Key Takeaways
- Federal Reserve officials are pushing back against perceptions among investors that the central bank will soon reverse its campaign of anti-inflation rate hikes.
- With recent reports showing inflation falling, traders largely expect the Fed to cut its key interest rate at some point over the next few months rather than continuing to raise it past its current 22-year high.
- Traders have priced in an outside chance of a rate cut as early as January.
- The fed funds rate heavily influences borrowing costs for things like credit cards and mortgages, so a rate cut would reduce those costs.
- Interest rates have already fallen because of easing inflation fears, as well as the growing perception the Fed is about to cut rates.
Is the Federal Reserve gearing up to reverse its campaign of anti-inflation interest rate hikes? The answer depends on whether you’re asking market watchers or the officials who actually make decisions on monetary policy.
As of Friday, markets were pricing in a 14% chance the Fed would cut the fed funds rate rate by January, and only a 2% chance of raising it again, according to the CME Group’s FedWatch tool, which forecasts interest rate moves based on fed funds futures trading data. Meanwhile, in speeches this week, Federal Reserve chair Jerome Powell and other Fed policymakers emphasized that the central bank could raise its benchmark interest rate again if inflation doesn’t stay on its recent downward trajectory.

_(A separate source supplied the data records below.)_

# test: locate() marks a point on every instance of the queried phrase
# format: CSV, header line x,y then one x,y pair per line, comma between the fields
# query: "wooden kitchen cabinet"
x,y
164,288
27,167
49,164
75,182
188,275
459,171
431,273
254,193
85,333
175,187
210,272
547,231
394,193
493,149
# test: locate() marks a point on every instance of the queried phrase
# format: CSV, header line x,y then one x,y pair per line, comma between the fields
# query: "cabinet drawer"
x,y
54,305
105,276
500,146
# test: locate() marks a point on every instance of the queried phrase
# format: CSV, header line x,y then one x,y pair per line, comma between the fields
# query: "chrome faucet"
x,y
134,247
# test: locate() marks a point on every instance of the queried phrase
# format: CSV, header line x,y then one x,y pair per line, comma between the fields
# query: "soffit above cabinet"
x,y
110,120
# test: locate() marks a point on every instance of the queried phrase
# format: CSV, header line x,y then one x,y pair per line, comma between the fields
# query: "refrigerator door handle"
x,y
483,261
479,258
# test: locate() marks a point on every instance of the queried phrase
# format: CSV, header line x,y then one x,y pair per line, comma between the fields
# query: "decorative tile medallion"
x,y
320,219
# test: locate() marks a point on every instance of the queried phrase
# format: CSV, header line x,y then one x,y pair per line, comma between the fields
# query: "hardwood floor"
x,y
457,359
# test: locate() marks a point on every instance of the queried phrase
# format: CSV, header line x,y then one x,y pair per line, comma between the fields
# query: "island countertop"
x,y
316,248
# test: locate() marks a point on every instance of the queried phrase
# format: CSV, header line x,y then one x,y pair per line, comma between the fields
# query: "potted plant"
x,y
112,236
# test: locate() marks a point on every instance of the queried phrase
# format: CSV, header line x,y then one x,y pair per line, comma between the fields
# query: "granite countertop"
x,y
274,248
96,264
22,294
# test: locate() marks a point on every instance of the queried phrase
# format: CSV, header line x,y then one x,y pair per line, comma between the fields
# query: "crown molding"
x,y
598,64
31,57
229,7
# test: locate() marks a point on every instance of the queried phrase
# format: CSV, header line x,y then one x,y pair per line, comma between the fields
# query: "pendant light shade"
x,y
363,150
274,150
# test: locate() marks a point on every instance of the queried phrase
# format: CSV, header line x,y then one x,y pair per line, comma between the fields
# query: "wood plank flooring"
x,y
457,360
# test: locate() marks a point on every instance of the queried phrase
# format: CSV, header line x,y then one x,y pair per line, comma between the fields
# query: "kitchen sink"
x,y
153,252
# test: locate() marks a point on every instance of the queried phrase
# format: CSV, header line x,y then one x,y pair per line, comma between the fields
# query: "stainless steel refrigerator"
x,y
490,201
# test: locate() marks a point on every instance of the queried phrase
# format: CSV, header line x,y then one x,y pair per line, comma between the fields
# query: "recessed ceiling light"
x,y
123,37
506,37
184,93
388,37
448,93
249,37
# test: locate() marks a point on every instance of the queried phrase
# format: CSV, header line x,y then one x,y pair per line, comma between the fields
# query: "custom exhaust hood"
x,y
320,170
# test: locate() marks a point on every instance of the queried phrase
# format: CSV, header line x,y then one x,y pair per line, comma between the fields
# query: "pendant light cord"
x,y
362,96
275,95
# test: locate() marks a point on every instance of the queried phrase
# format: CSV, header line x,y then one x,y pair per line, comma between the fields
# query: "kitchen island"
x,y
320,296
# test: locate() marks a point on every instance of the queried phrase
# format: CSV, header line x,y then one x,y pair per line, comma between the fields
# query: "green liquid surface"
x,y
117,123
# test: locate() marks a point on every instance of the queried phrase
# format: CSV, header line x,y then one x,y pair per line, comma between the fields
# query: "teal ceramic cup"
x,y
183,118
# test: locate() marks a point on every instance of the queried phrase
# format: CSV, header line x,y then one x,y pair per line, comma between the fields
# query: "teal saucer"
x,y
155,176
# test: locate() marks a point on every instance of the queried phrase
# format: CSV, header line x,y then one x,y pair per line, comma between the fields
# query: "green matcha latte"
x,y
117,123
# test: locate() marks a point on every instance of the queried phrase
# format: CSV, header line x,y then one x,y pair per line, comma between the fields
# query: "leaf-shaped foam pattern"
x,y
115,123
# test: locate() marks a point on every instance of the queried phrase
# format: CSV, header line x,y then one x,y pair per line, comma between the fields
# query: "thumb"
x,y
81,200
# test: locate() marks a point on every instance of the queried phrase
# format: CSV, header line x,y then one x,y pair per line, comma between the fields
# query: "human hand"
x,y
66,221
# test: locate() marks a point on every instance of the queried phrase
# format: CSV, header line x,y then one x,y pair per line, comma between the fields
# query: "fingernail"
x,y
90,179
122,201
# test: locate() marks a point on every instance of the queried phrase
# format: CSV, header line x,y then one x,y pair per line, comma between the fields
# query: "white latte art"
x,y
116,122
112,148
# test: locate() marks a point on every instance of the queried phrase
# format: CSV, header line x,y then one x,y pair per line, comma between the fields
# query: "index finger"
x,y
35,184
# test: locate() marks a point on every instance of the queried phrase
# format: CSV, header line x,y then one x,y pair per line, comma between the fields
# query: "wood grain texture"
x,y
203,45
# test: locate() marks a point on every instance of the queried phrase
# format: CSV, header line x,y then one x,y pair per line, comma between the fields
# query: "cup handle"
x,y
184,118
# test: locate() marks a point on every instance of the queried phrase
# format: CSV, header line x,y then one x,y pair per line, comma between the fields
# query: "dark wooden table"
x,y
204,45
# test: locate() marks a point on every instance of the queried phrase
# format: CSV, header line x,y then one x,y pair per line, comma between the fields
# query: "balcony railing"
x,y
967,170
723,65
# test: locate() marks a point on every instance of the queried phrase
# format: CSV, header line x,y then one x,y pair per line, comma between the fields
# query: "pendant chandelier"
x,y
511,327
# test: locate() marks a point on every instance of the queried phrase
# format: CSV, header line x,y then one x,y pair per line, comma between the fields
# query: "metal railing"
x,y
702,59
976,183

The central bank raised its interest rate 11 times between March 2022 and July, and has 澳洲幸运5官方开奖结果体彩网:kept it at a 22-year high, pushing up borrowing costs on all kinds of loans in a bid to discourage spending and slow down the economy in order to quash inflatio꧅n that hit a 40-year high in the summer of 2022.
But with inflation having fallen significantly since then—closing in on 😼the central bank’s goal of a 2% annual rate—Fed watchers are speculating 澳洲幸运5官方开奖结🍃果体彩网:more about when the first rate cu🅺ts might come, and less about whether there will be more hikes.
The Fed is widely expected to leave its interest rate steady in December, rather than raising it, because of how fast inflation has cooled down in recent months. Fed officials have also acknowledged that being too aggressive with anti-inflation rate hikes could slow the economy down too much and cause unnecessary job losses, and risk a recession.
Powell pushed back against speculation about rate cuts Friday, speaking at Spelman College in Atlanta.
“It would be premature to conclude with confidence that we have achieved a sufficiently restrictive stance, or to speculate on wh🎐en policy might ease,” he said, according to prepared remarks. “We are prepared to tighten policy further if it 🅠becomes appropriate to do so.”
Powell and other officials may be concerned that fi🌠nancial markets’ response t♏o the possibility of rate cuts could undermine the fight against inflation by driving up prices for stocks, and pushing interest rates down.
That’s already happened somewhat—yields on 10-year Treasury notes, which are heavily linked to interest rates on all kinds of loans, including mortgages, have fallen to 4.2% as of Friday after peaking over 5% in late October. The average rate offered for a 30-year fixed mortgage has also fallen from its recent peak, dipping to 7.22% this week after hitting 7.79%, its highest since 2000, in late October, according to Freddie Mac.
Rate hikes are still a possibility if inflation doesn’t continue to fall, Thomas Barkin, CEO of the Federal Reserve Bank of Richmond, said in an appearance on CNBC this week. Michelle Bowman, a governor on the Fed’s board, said she thought another rate hike was likely.
“Even though their baseline outlook involves cutting rates a bit next year, they seem understandably worried that if they communicate that they are done tightening, markets will focus exclusively on cuts,” Bill Nelson, chief economist at the Bank Policy Institute, wrote in a commentary. “To push back, they are mostly emphasizing that interest rates could be increased further rather than that there are two-sided risks.”
One Fed official did, however, speculate about rate cuts. Lower inflation over the next three to five months could spur the Fed to respond by cutting rates, Fed Governor Christopher Waller said this week in a speech to the American Enterprise Institute, a conservative think tank in Washington.
“It has nothing to do with trying to save the economy or recession, it’s just consistent with every policy rule I know from my academic life, and as a policymaker, if inflation goes down, you would lower the policy rate,” he said.
Waller’s remarks may have carried more weight in markets because of his reputation as a policy “hawk” who tends to be more in favor of higher interest rates.
“Given that Waller has been of the hawkish persuasion pre🌃viously, these remarks truly caught the market’s fancy, even if the words weren’t especially shocking,” Douglas Porter, chief economist at BMO Capital Markets, wrote in a commentary. “Other Fed officials attempted to douse the flames a bit, gamely suggesting that rate hikes are still possible should inflation disappoint, but investors mostly tuned out such talk.”